Anyone can shoot a tropical waterfall at 120 FPS with a RED Weapon or an Alexa/Amira and make it look good. (We shot this on a Weapon with Summicrons.) I hire DPs because I’m looking for people who can shape light to both help tell the story I’m directing and to make sometimes very ordinary settings look cinematic.
The craft is in the light, not the camera settings or the post options. I can work my way around any camera and have spent probably well over a thousand hours in After Effects and Photoshop, but I don’t have enough experience shaping light to be foolish enough to think I could make something look truly cinematic on my own.

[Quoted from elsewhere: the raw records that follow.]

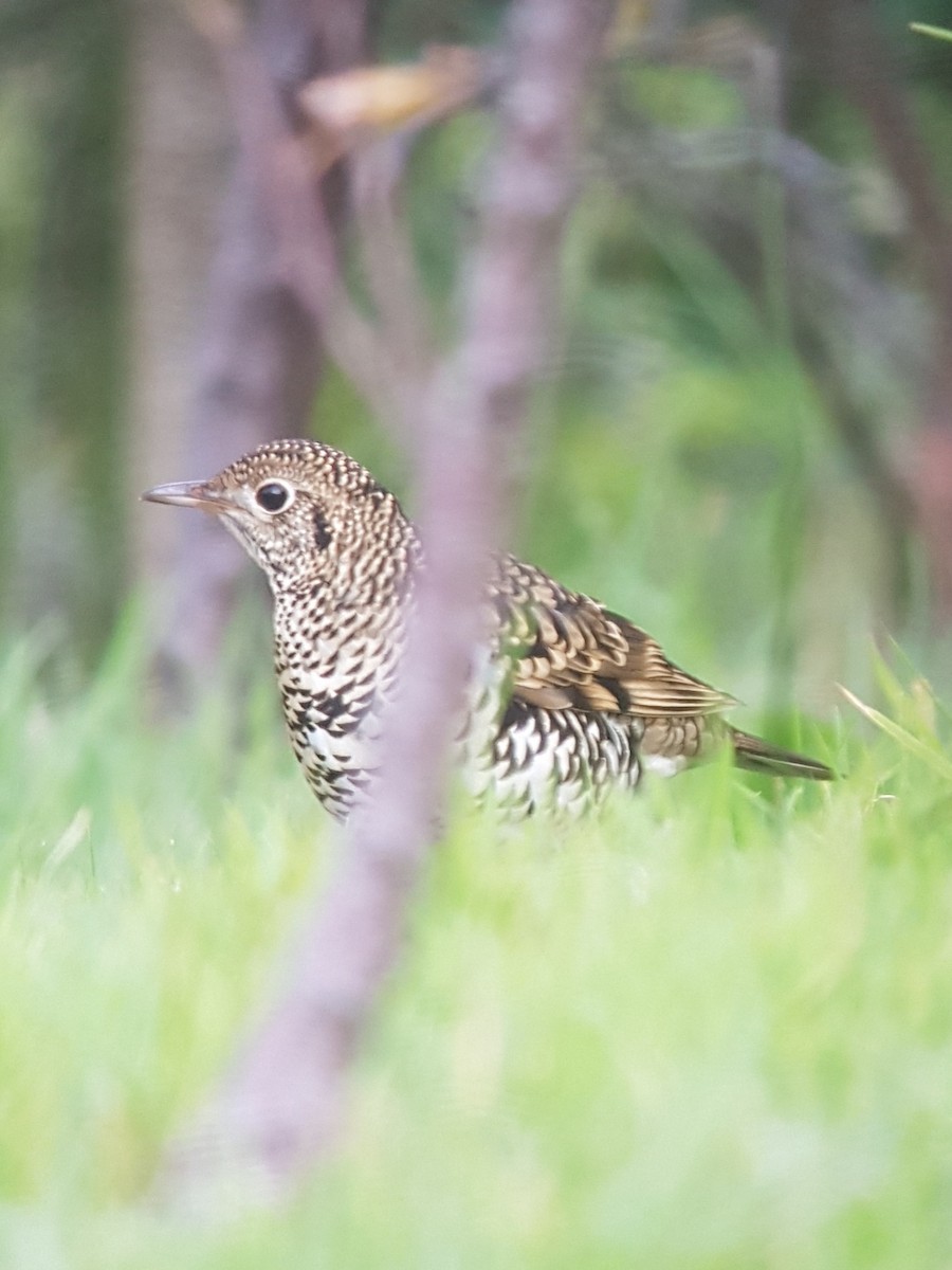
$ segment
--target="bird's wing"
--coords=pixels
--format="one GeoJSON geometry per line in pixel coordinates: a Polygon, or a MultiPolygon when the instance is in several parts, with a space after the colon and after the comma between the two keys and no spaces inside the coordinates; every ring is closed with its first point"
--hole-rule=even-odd
{"type": "Polygon", "coordinates": [[[671,718],[718,714],[734,697],[682,671],[626,617],[504,558],[494,588],[515,697],[548,710],[671,718]]]}

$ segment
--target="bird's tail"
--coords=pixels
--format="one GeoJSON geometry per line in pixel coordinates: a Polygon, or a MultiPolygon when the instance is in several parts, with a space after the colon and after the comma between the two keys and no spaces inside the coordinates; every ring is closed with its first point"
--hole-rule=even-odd
{"type": "Polygon", "coordinates": [[[779,749],[739,728],[730,729],[730,739],[734,745],[734,762],[749,772],[760,772],[763,776],[802,776],[811,781],[834,779],[835,773],[825,763],[806,758],[803,754],[795,754],[790,749],[779,749]]]}

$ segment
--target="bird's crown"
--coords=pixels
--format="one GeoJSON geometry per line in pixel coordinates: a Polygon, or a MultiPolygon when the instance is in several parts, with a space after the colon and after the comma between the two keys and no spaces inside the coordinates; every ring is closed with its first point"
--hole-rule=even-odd
{"type": "MultiPolygon", "coordinates": [[[[275,593],[410,563],[415,536],[400,504],[357,460],[317,441],[274,441],[211,480],[160,485],[145,498],[221,517],[275,593]],[[386,561],[386,564],[383,563],[386,561]]],[[[347,579],[344,579],[347,580],[347,579]]]]}

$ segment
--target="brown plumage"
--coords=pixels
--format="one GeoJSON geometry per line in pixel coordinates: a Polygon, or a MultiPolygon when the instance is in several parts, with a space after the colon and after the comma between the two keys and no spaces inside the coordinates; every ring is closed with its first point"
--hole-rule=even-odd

I also want to give a quick shoutout to Josh Bohoskey and Evan Bauer at The Mill for their incredible color grade, and to Greg Goodhew at Mammoth Production Packages for renting us all the gear for this.
MadeGood – What are you working on next?
David – I left Google in 2018 to work on getting opportunities to direct bigger commercial projects so I am definitely open to commercial representation opportunities should anyone in that space be reading this 🙂
In doing so, I also formed own company, Find A Way Productions. So if you’ve got a story to tell or a commercial to make or a VR piece in mind, or really anything to do with video, reach out to me!
Personal-project wise, I just produced, directed, and edited my first music video. It’s a total 180 from what I’m used to directing, and I can’t wait to release it.
MadeGood – Thanks so much David! Can’t wait to see your music video when it’s out.